The 30-year fixed-rate mortgage rate averaged 6.95% in the week ending December 14, down from 7.03% the previous week, according to data from Freddie Mac. A year ago, the average rate stood at 6.31%. The consistent drop in rates over the past weeks signals a potential thawing of the housing market in the new year.
Sam Khater, Chief Economist at Freddie Mac, expressed optimism, stating, “Potential homebuyers received welcome news this week as mortgage rates dropped below 7% for the first time since August.” Khater added that with inflation decelerating and the Federal Reserve’s indication of possible rate cuts in 2024, a gradual improvement in the housing market is anticipated in the coming year.
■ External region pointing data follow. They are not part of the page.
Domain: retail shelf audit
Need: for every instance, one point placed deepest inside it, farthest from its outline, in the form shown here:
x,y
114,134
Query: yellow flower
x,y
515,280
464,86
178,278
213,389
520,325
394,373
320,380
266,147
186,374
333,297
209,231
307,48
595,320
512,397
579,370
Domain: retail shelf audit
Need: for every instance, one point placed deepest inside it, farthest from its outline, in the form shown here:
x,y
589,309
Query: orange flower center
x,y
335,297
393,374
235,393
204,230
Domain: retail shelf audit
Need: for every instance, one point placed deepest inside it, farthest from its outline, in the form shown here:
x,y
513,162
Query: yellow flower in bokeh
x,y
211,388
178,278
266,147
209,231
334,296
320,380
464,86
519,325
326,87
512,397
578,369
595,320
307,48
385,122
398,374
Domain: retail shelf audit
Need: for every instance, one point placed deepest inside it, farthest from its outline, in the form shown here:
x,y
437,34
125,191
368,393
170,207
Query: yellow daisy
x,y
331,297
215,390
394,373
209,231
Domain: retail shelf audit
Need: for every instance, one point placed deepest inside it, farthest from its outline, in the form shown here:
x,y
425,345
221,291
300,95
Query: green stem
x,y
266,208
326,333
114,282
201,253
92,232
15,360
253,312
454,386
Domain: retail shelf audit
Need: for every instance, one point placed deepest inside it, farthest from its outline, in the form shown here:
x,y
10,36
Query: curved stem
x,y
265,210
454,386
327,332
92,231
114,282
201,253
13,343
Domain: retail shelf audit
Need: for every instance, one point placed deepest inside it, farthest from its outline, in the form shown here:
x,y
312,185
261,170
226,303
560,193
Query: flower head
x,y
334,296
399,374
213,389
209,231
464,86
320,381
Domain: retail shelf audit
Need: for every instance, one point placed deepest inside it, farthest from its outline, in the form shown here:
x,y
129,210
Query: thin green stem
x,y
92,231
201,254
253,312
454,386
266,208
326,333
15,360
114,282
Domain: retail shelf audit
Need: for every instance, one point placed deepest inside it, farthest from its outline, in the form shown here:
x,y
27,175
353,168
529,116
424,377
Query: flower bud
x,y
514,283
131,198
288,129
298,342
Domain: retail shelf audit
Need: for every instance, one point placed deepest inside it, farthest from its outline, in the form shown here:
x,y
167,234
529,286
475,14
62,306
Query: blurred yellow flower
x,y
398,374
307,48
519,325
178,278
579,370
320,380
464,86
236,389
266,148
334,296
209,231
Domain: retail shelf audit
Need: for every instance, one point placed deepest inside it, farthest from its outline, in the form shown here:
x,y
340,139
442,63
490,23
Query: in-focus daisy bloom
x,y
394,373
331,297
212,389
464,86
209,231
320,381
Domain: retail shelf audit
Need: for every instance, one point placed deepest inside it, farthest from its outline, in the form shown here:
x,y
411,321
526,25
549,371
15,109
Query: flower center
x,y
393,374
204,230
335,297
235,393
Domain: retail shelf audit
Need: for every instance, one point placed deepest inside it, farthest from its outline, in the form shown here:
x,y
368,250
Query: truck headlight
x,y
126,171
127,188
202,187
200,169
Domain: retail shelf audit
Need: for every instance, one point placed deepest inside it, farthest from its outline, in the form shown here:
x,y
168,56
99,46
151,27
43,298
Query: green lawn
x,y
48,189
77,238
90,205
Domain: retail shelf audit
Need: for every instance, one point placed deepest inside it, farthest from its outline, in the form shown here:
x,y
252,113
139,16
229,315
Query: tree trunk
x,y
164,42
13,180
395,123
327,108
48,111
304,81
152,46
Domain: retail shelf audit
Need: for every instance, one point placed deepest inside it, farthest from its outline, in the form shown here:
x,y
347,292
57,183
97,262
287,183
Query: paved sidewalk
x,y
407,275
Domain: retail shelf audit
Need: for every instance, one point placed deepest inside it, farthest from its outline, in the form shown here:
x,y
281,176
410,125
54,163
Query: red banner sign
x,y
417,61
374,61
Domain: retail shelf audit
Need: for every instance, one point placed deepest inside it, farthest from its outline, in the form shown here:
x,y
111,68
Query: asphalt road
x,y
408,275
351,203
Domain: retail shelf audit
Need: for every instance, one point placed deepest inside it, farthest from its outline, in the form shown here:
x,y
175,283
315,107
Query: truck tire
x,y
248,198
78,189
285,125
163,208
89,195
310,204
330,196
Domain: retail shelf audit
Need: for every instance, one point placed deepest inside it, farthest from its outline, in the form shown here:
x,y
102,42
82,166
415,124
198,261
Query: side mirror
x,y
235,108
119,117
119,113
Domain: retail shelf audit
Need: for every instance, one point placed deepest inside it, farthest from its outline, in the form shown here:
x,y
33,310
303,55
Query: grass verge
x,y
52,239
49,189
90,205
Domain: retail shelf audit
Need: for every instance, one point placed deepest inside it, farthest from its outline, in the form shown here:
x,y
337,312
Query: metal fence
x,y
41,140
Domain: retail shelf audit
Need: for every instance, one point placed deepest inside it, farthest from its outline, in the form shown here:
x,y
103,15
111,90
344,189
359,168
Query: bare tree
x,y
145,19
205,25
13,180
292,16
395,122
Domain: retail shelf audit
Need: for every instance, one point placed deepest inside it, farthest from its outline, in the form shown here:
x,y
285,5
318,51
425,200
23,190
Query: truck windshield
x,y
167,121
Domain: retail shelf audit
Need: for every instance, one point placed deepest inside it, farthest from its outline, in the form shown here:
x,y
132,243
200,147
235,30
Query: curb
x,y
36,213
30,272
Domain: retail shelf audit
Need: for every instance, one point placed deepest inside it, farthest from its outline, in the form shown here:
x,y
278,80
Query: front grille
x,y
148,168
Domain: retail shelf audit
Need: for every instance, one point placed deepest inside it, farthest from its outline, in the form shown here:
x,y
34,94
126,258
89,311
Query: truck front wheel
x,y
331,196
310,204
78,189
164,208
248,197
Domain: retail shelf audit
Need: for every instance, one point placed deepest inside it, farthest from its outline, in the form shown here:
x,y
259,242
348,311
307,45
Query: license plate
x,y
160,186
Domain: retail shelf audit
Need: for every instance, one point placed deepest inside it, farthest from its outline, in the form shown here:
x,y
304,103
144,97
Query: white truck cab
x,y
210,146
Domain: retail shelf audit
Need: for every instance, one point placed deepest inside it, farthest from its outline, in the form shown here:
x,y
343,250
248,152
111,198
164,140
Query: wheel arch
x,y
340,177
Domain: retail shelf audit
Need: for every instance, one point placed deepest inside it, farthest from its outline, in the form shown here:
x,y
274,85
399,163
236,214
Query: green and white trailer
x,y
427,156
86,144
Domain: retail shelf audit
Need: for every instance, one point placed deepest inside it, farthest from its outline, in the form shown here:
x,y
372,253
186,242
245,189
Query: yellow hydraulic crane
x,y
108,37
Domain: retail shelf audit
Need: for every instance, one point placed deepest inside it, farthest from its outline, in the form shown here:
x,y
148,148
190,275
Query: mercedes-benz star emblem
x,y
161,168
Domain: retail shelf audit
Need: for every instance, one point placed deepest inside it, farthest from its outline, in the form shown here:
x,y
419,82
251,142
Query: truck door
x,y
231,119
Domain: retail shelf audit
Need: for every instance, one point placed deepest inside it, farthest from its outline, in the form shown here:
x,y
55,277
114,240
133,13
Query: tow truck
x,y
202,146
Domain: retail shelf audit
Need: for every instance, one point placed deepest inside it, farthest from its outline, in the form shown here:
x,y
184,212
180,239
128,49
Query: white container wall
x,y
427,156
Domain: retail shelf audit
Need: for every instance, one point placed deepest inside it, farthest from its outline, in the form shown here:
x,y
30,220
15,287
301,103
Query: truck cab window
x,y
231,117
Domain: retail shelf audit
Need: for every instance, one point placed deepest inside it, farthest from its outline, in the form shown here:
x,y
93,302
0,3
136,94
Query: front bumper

Despite the encouraging news, the housing market remains the least affordable since 1984, presenting challenges for buyers. The recent decline in mortgage rates has led to a rise in mortgage applications for the sixth consecutive week, according to the Mortgage Bankers Association. The increase suggests growing borrower demand, particularly among first-time buyers struggling to find homes within their budget.
Lisa Sturtevant, Chief Economist at Bright MLS, noted that homebuyers are acting opportunistically, taking advantage of lower rates during the period between Thanksgiving and New Year’s, traditionally a slower period in the housing market. However, she cautioned that the market won’t heat up quickly due to persistently low inventory.
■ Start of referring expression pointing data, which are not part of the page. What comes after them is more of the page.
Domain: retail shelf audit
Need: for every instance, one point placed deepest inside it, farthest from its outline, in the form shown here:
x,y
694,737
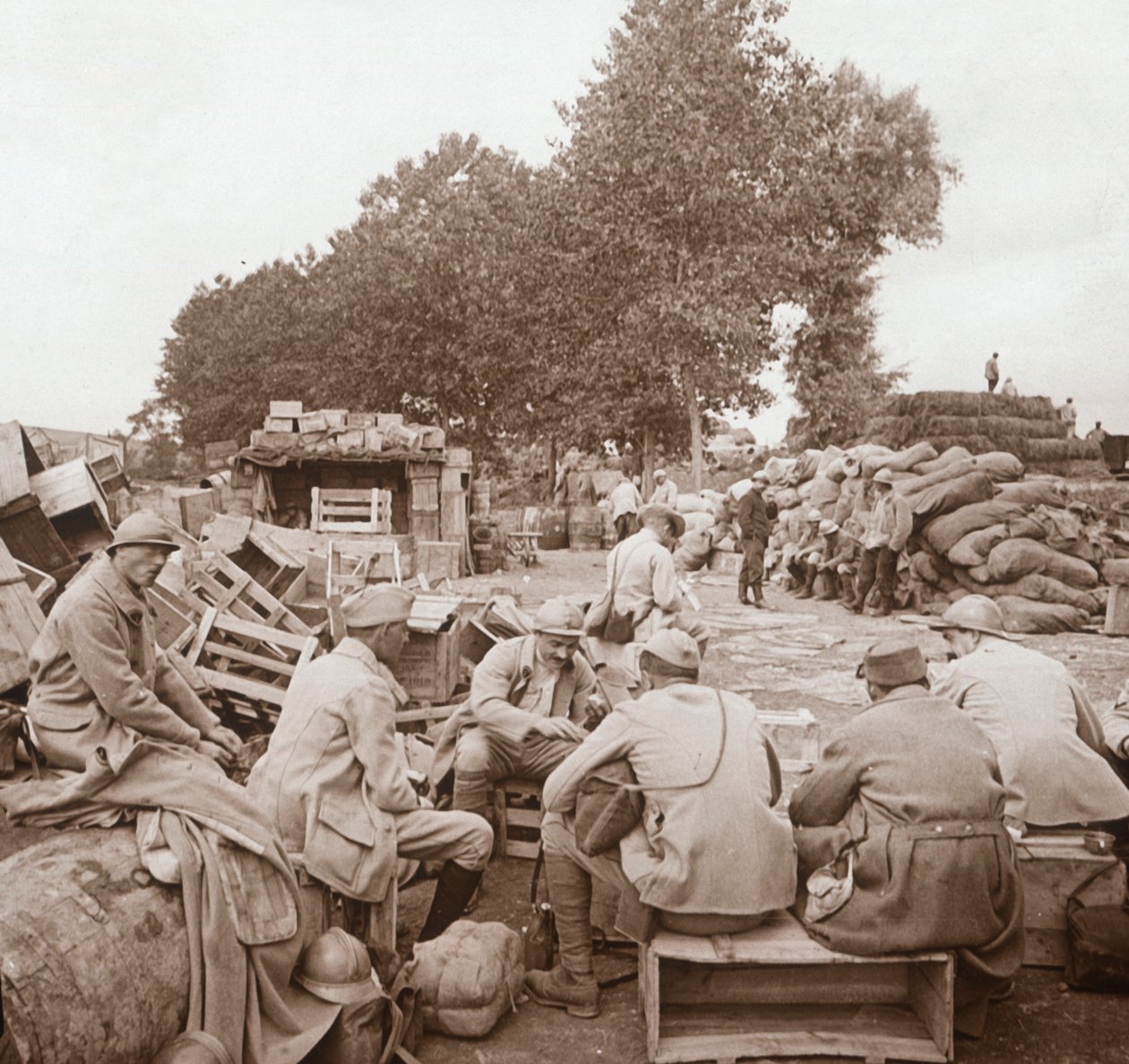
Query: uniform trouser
x,y
482,756
752,568
877,565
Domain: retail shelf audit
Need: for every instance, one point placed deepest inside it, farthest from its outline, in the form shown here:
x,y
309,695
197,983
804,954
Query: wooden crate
x,y
774,992
1052,863
517,817
350,509
21,622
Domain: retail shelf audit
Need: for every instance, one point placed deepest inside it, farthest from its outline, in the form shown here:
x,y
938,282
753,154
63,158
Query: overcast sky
x,y
144,148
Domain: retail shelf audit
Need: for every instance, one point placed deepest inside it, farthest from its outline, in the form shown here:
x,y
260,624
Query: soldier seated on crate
x,y
1050,742
709,854
99,678
335,785
530,698
901,837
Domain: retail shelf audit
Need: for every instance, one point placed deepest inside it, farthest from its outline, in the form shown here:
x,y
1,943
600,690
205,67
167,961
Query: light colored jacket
x,y
498,685
332,777
1045,730
96,669
916,786
625,499
717,847
645,577
890,522
665,494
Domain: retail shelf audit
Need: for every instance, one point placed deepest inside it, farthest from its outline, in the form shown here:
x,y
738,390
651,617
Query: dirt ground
x,y
803,655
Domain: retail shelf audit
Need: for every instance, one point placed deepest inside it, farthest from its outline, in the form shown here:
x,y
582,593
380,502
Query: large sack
x,y
951,495
975,547
945,459
824,492
1116,570
806,466
943,533
689,502
918,483
1023,615
1016,557
468,977
778,469
699,520
1047,493
1000,466
900,460
785,498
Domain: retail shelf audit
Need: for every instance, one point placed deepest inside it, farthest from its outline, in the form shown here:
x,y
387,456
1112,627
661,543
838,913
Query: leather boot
x,y
572,984
452,890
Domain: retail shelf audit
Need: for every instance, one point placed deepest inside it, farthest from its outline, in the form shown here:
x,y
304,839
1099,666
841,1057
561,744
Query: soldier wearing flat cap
x,y
99,678
907,802
709,855
530,699
334,782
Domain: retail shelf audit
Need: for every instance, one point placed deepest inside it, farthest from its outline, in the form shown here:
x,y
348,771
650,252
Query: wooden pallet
x,y
1052,863
774,992
350,509
217,581
248,660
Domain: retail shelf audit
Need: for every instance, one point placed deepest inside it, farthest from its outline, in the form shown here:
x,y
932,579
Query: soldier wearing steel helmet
x,y
99,678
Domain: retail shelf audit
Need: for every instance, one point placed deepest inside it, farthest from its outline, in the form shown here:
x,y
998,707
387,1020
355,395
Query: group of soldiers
x,y
900,838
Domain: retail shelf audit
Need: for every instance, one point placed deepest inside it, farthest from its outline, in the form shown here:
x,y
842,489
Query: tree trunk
x,y
690,382
551,465
648,461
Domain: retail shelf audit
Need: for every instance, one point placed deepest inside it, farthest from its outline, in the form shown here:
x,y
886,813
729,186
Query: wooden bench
x,y
517,828
774,992
1052,863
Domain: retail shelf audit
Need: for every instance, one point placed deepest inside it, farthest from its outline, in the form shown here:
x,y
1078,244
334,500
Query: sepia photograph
x,y
564,530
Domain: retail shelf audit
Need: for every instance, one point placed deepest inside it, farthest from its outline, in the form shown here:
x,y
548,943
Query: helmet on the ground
x,y
335,967
194,1047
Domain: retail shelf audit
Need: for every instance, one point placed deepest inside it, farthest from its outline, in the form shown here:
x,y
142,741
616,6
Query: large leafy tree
x,y
720,173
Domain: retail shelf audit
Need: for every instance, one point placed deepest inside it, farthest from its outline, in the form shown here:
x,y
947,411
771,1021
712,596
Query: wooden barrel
x,y
585,528
554,529
95,955
480,498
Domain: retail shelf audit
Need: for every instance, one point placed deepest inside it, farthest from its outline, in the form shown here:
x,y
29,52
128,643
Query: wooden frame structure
x,y
350,511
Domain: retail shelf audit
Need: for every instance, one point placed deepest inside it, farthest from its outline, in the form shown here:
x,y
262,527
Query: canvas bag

While falling mortgage rates typically attract more buyers, the constrained inventory situation takes precedence in the current market. Nearly two-thirds of current mortgage holders have interest rates of 4% or lower, making it challenging to motivate homeowners with ultra-low mortgage rates to sell, even if rates drop to the mid-6% levels.
Jiayi Xu, an economist at Realtor.com, highlighted the lock-in effect, where existing homeowners benefit from lower rates on their current mortgages, contributing to low inventory levels. As a result, home shoppers are expected to compete over limited inventory, keeping prices elevated and affordability a top concern.
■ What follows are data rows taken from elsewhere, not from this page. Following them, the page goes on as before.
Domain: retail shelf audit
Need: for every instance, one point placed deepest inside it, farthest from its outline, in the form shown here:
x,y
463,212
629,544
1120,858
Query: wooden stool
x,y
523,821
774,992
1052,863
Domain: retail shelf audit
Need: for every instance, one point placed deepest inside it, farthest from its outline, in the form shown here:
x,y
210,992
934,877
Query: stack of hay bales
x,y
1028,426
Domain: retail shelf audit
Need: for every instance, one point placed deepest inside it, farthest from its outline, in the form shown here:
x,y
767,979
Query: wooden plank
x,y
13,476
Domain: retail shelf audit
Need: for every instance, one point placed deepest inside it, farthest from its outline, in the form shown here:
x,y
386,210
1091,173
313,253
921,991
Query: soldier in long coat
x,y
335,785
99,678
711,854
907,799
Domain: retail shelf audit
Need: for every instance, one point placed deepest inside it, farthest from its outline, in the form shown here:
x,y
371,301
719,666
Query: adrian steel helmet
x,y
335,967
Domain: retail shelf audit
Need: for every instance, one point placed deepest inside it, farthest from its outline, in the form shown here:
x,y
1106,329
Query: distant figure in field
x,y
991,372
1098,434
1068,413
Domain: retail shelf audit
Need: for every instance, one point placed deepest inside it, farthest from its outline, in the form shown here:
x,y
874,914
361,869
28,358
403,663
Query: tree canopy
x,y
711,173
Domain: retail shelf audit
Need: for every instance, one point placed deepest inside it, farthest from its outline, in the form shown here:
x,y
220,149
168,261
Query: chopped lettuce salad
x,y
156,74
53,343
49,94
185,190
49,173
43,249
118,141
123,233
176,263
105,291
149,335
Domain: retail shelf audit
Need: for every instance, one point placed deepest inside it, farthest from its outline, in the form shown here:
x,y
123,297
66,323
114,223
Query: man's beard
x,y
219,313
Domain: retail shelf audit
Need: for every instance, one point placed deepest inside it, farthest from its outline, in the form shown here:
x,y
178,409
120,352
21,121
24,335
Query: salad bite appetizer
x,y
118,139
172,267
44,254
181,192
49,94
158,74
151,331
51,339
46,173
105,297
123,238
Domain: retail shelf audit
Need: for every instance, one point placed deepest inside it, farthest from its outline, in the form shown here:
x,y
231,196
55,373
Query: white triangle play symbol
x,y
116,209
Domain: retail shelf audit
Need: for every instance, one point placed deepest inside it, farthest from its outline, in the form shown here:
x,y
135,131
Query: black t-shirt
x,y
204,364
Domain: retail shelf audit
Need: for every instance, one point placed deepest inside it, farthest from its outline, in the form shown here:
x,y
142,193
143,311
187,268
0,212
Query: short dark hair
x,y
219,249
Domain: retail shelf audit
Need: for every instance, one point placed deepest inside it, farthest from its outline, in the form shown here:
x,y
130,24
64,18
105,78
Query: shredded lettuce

The impact of the Federal Reserve’s pause and its signal of potential rate cuts in 2024 have played a significant role in the recent decline in mortgage rates. Investors anticipated the Fed’s decision to maintain its benchmark federal funds rate, leading to lower mortgage rates in conjunction with falling 10-year Treasury yields.
While the Fed does not directly set the interest rates for mortgages, its actions influence them. Mortgage rates, tracking the yield on 10-year US Treasuries, respond to market expectations and reactions to the Fed’s policies. The Fed’s projections, including a lower median expectation for the fed funds rate in 2023, further indicate a potential easing of interest rates in the coming year.
As the housing market navigates the challenges of low affordability and constrained inventory, the recent drop in mortgage rates offers a glimmer of hope for prospective homebuyers, potentially paving the way for a more favorable market in the new year.